De haarspeldlus (Engels: hairpin-loop of stem-loop) is een ander belangrijk motief van de secundaire structuur. Een haarspeldlus is te beschouwen als een enkelstrengse RNA-keten die dubbelgevouwen is, zodat er een korte lus met een aantal ongepaarde nucleotiden ontstaat. De 'stam' wordt gestabiliseerd door zelfcomplementaire basenparing. Haarspeldlussen komen zeer veel voor in RNA-moleculen, bijvoorbeeld in de klaverbladstructuur van transfer-RNA.

Een haarspeldlus is vaak van groot belang voor de functionaliteit van een RNA-molecuul; naast transfer-RNA is de Rho-onafhankelijke terminator een bekend voorbeeld. Er is veel onderzoek gedaan om de secundaire structuur van RNA-moleculen te achterhalen. Zowel experimentele als computationele benaderingen worden gebruikt.[7][8]

Pseudoknoop[bewerken | brontekst bewerken]

De structuur van een pseudoknoop. Dit motief komt bijvoorbeeld voor in menselijk telomerase.[9]

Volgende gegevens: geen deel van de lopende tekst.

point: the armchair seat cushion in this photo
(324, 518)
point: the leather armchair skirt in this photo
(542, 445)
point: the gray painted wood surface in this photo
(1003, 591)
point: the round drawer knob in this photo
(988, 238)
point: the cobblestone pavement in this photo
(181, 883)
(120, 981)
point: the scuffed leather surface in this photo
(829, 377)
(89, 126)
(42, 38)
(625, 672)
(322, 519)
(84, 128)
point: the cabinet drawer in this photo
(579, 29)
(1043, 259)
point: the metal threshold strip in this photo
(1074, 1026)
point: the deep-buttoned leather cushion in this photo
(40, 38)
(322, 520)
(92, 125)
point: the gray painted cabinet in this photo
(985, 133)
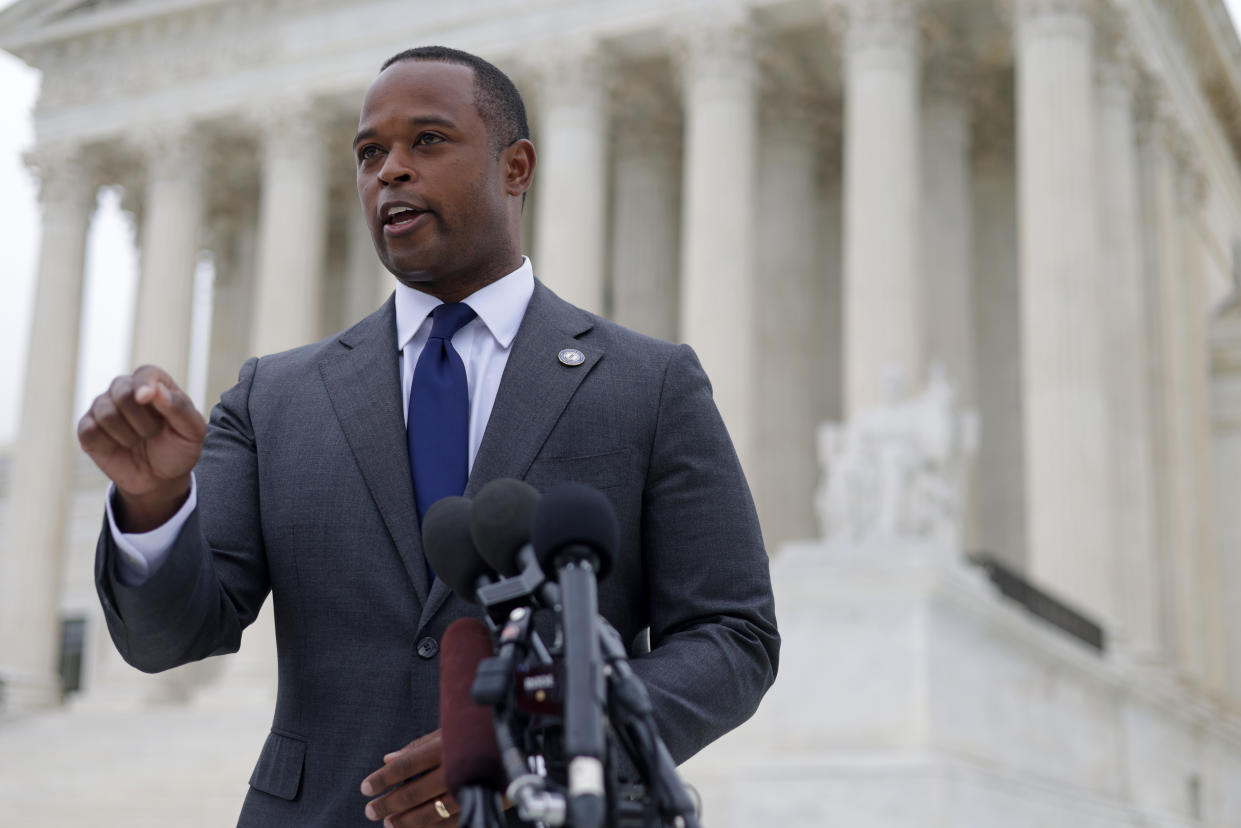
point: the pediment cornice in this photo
(30, 24)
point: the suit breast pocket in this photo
(279, 766)
(602, 471)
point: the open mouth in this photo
(401, 216)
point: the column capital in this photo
(573, 72)
(1072, 18)
(657, 109)
(66, 176)
(870, 24)
(788, 92)
(1191, 184)
(1157, 118)
(1117, 73)
(717, 50)
(994, 123)
(171, 150)
(947, 75)
(1030, 9)
(291, 127)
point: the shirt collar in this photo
(500, 306)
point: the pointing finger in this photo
(179, 411)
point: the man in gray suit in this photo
(300, 486)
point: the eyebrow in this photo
(417, 121)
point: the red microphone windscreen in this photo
(469, 751)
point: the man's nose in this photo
(396, 168)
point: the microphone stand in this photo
(633, 718)
(606, 673)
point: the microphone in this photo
(500, 528)
(500, 523)
(449, 549)
(575, 523)
(575, 530)
(470, 757)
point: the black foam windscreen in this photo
(449, 548)
(500, 522)
(570, 515)
(470, 755)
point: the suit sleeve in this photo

Een pseudoknoop (Engels: pseudoknot) is een secundaire structuurmotief dat uit twee of meer haarspeldlussen bestaat, waarbij de ‘stam’ van de ene haarspeldlus gedeeltelijk geïntercaleerd is in de stam van de andere haarspeldlus: de lus van haarspeldlus A gaat basenparen met de stam van haarspeldlus B. Pseudoknopen danken hun naam aan de knoopvormige driedimensionale conformaties waarin ze zich organiseren, maar het zijn geen werkelijke topologische knopen. Doordat de basenparen in een pseudoknoop overlappen in elkaar vervlochten zijn, zijn ze zeer moeilijk te voorspellen uit de nucleotidesequentie.[10]

Veel pseudoknopen vertonen een bepaalde katalytische activiteit.[11] Er bestaan verschillende RNA-moleculen die voor hun biologische functie een pseudoknoop nodig hebben, bijvoorbeeld het RNA-component van menselijk telomerase. Hoewel pseudoknopen ook in DNA kunnen ontstaan, zijn ze over het algemeen niet aanwezig onder fysiologische omstandigheden.